Who Owns MD Anderson?


Leonard Zwelling

         Talk about a stupid question! Everyone knows that the State
of Texas owns MD Anderson in that MD Anderson is the free-standing cancer
center of the UT System and one of two medical divisions of UT in the city of
Houston. I do not believe that these facts are up for discussion. Or are they?

         When Dr. LeMaistre was President of Anderson, this was a
non-discussion. All the patients had to be referred to Anderson by law. Any
Texan wishing to get to MD Anderson would be cared for without the need to pay.
A good chunk of the annual budget consisted of the State biennial allocation
and MD Anderson acted like the branch of the state government that it was. Dr.
LeMaistre was the conductor of a very finely tuned orchestra but the first
violin was still the UT Chancellor and the rest of the strings were the
Regents. The orchestra’s major patrons were the people of Texas.
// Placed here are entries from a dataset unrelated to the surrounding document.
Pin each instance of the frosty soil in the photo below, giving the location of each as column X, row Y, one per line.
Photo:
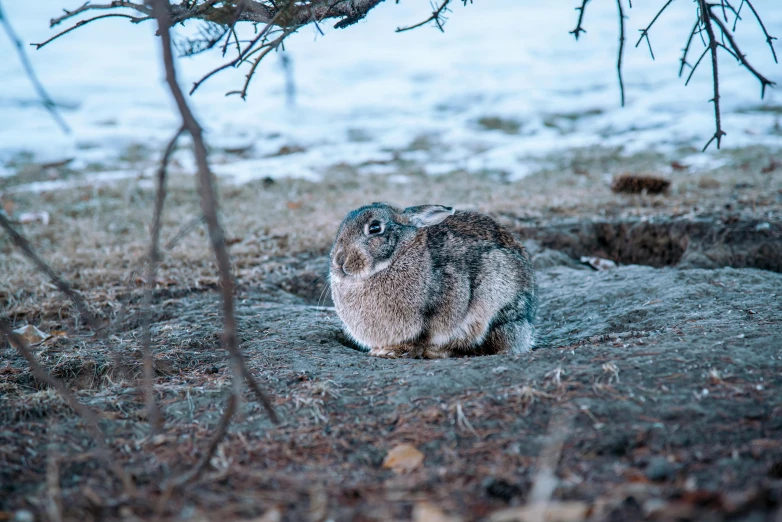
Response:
column 671, row 375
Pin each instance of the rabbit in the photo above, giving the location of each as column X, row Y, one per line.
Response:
column 433, row 282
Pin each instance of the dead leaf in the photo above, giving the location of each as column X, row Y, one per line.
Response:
column 56, row 164
column 598, row 263
column 771, row 167
column 403, row 459
column 426, row 512
column 270, row 515
column 554, row 512
column 32, row 335
column 29, row 217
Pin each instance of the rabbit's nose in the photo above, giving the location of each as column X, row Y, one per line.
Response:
column 339, row 258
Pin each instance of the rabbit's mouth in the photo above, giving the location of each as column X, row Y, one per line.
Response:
column 355, row 268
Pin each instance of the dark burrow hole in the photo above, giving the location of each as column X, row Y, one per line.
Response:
column 346, row 341
column 695, row 243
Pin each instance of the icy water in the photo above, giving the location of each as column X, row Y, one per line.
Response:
column 504, row 89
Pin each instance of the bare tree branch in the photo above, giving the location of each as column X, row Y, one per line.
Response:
column 209, row 208
column 769, row 39
column 46, row 100
column 89, row 416
column 742, row 58
column 686, row 50
column 24, row 245
column 85, row 22
column 706, row 18
column 645, row 31
column 154, row 415
column 217, row 437
column 620, row 53
column 580, row 25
         As Dr. Mendelsohn exponentially grew the place, a lesser and
lesser percent of the operating budget was supplied by the State to the point
where under 10% of costs were really defrayed by state funds and much of that
covered the bill for unreimbursed care. The maintenance of the operating budget
fell to the funds generated by the clinical faculty. Fortunately, just before
leaving, Dr. LeMaistre had secured the endorsement of the Legislature and the signature
of the Governor to allow self-referral to Anderson. When the revenue
constraints threatened by HillaryCare that caused Anderson to ask for this
legislative change did not materialize in Texas, MD Anderson was swimming in

Mendelsohn built with that cash, mostly buildings, and to some extent, with
himself as a model, began a more entrepreneurial view of what emerged from the
Anderson labs. Where previously the knowledge gleaned by the faculty’s research
was published as fast as possible, now a trend toward patenting and commercializing
that knowledge grew. For the most part, Dr. Mendelsohn personally did not view
the resources of MD Anderson as his to use and turn into money, although he and
I had a hell of a fight about who owned the genetic material from the patients’
cancers. (Hint: the patients do unless informed of what others wish to do with
the tissue and then give consent. Consent to bank tissue is not
consent to use it which must be obtained prospectively, independently and with
full knowledge of the patient of what is to be done with his or her tissue
unless stipulated otherwise by the IRB).

         The more traditional view of academia not being a commercial
enterprise was not held by Dr. Mendelsohn’s successor. It was evident from the
outset that Dr. DePinho viewed MD Anderson in its entirety as his laboratory
and in fact his drug factory. Anything that could be patented and commercialized
became fair game for the DePinho juggernaut to control and own, regardless of
the involvement of Dr. DePinho, his wife, or their minions in the discoveries
or resources they wished to employ to line their own pockets. There are not
just a few people on that list I published lately of the MIA of previous star
faculty who possessed resources the institution (i.e., Ron and the FORDs)
wished to employ but who had refused as it was their life’s work when Dr. DePinho
asserted his dominance over the data base, or repository or other resource of
value and would not allow anyone or anything to stand between him and his goals
of total control. And, in all fairness, he could do it because the State owned
it all.

         In a very systematic and calculated fashion, the interlopers
from the Northeast gained control of the institution and those already here who
wanted to stay gave in to their pressure and toed the party line. That would
include both faculty and administrators. MD Anderson became the cancer center
in which going along was equated with getting along and getting along was
equated with survival.

         There are only three potential days of reckoning on the
horizon. One, all of this power asserted by the FORDs works and they cure
cancer in the allotted five years.  Tick
tock. We are down to the last year. Two, they soundly fail and forces within
the institution take back control of the place and return it to its academic
roots, resecting the vestiges of the malignancy that is commercialization.
Three, the Chancellor and the Regents declare that they have had enough and
dump Ron and his crew and reinstall an academic mindset to the leadership of
the UT Cancer Center.

         Place your bets.  Guaranteed winner in Ron Roulette: Odd.